Dennis the Menace didn’t die in that go-cart crack-up, he went underground and spent the next few years in South Central Los Angeles, recuperating in Pharcyde Manor, listening to P-Funk records with his breakdancing homies Imani Wilcox, Booty Brown (Romye Robinson), Slim Kid (Tre Hardson) and Fat Lip (Derrick Stewart) — ka the Pharcyde. D to the M eventually got himself straightened out and went into Republican politics; his pals, meanwhile, took what they had learned from the mega-brat and rode their boards down to the studio to make a loopy and extraordinarily entertaining alternate-reality debut album. Inhibitions get dropped faster than the warm’n’funky soul-jazz grooves on Bizarre Ride II the Pharcyde, a record cut with live musicians and samples of Jimi Hendrix, the Lovin’ Spoonful, Donovan, Herbie Mann and Slick Rick. While these sophomoric jokesters aren’t as crude or simple as Biz Markie, the clever, verbally agile rhymers don’t mind talking about masturbation (“On the DL”), busting on moms (“Ya Mama”), making a major gender miscalculation (“Oh Shit”), getting into a painful sexual jam (“4 Better or 4 Worse”) or copping to romantic ineptitude (“Passing Me By”). The group is obviously having a ball horsing around, and the record conveys that with infectious delight.

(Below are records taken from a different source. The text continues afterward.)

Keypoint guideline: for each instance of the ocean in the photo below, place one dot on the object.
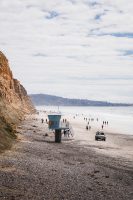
(120, 118)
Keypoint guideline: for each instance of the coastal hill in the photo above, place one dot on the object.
(45, 99)
(14, 103)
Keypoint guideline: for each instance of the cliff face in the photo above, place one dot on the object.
(14, 103)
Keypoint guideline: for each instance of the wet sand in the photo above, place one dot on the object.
(36, 168)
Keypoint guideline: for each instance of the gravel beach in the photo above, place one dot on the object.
(37, 168)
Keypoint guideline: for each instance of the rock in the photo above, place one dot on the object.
(14, 102)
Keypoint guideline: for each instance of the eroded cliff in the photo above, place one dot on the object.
(14, 103)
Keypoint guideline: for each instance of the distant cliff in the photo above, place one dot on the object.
(44, 99)
(14, 103)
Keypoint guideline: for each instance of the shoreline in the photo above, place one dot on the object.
(37, 168)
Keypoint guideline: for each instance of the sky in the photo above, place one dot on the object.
(70, 48)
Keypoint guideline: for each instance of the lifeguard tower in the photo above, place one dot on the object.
(54, 124)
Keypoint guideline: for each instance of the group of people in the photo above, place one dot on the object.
(88, 127)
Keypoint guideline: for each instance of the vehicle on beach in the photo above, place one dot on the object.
(100, 136)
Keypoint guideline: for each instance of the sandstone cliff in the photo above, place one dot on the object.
(14, 103)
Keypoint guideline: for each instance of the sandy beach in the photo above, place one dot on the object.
(81, 168)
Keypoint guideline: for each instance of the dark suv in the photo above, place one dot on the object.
(100, 136)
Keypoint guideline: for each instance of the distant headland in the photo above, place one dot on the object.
(51, 100)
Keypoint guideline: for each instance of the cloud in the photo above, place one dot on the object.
(72, 48)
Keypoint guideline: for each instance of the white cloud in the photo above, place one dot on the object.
(60, 46)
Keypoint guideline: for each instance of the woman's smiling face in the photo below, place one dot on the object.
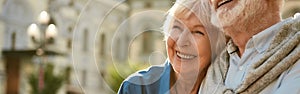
(188, 45)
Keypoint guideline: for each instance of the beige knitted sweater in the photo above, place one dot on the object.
(283, 52)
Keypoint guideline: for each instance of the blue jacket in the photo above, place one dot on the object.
(154, 80)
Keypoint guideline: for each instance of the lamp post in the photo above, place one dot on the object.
(41, 34)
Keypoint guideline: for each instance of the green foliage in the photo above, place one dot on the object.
(120, 71)
(52, 82)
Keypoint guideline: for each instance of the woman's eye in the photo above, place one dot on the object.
(176, 28)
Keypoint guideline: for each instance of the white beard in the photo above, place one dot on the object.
(230, 17)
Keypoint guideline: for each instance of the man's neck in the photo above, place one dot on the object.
(241, 35)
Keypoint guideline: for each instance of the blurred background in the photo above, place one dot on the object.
(81, 46)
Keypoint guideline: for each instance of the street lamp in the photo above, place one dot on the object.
(42, 34)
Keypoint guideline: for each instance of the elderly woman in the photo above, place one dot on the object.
(192, 43)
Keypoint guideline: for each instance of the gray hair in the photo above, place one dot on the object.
(202, 11)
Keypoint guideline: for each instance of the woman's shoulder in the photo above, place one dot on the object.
(149, 75)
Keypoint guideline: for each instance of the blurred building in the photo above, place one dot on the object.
(91, 34)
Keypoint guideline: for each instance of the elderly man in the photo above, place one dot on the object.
(263, 51)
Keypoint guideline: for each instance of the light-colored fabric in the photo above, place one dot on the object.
(154, 80)
(266, 67)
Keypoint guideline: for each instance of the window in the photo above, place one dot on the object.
(85, 40)
(13, 41)
(102, 44)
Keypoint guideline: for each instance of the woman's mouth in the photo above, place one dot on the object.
(184, 56)
(223, 2)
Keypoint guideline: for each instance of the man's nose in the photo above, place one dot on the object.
(184, 39)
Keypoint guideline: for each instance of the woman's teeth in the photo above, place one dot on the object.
(184, 56)
(223, 2)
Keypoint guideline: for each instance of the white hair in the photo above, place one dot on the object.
(202, 11)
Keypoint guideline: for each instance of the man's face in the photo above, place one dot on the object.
(228, 13)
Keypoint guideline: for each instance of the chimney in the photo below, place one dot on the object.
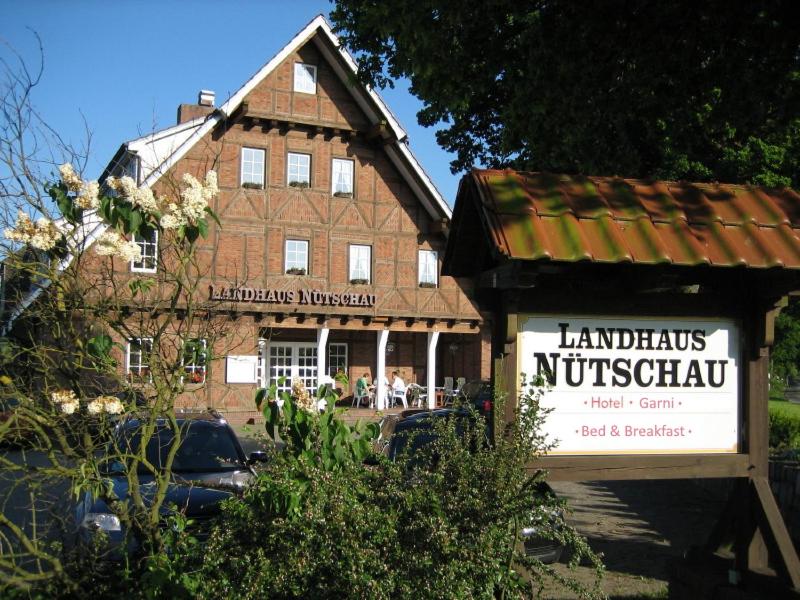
(204, 106)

Having relocated to a middle-class section of the city, the older-wiser quartet moves past comedy for sober adult intelligence on its second album. The Pharcyde summarizes its newfound ambition in song as “I gotta kick somethin’ that means somethin’,” but LabCabinCalifornia merely recasts the group as love men who croon (“Runnin’,” “She Said,” “Hey You,” “Y?”) as well as they rap. The music is smoothed out, tightened up and generally cooled off into a cushioned, darkened living room, where relationships and other topics can be discussed quietly over a spliff and a glass of wine. Maturity hasn’t cost the group its inveigling hip intimacy, but there’s far less colorful business to connect with. Songs like “Groupie Therapy” (upstanding, despite the title) and “Devil Music” (an autobiographical complaint about the alienation of labor) are easy enough on the ears, but — outside of the wacked-out nostalgia trip of “The Hustle” — the low-key album lacks the energy, imagination and memorability of a truly bizarre ride.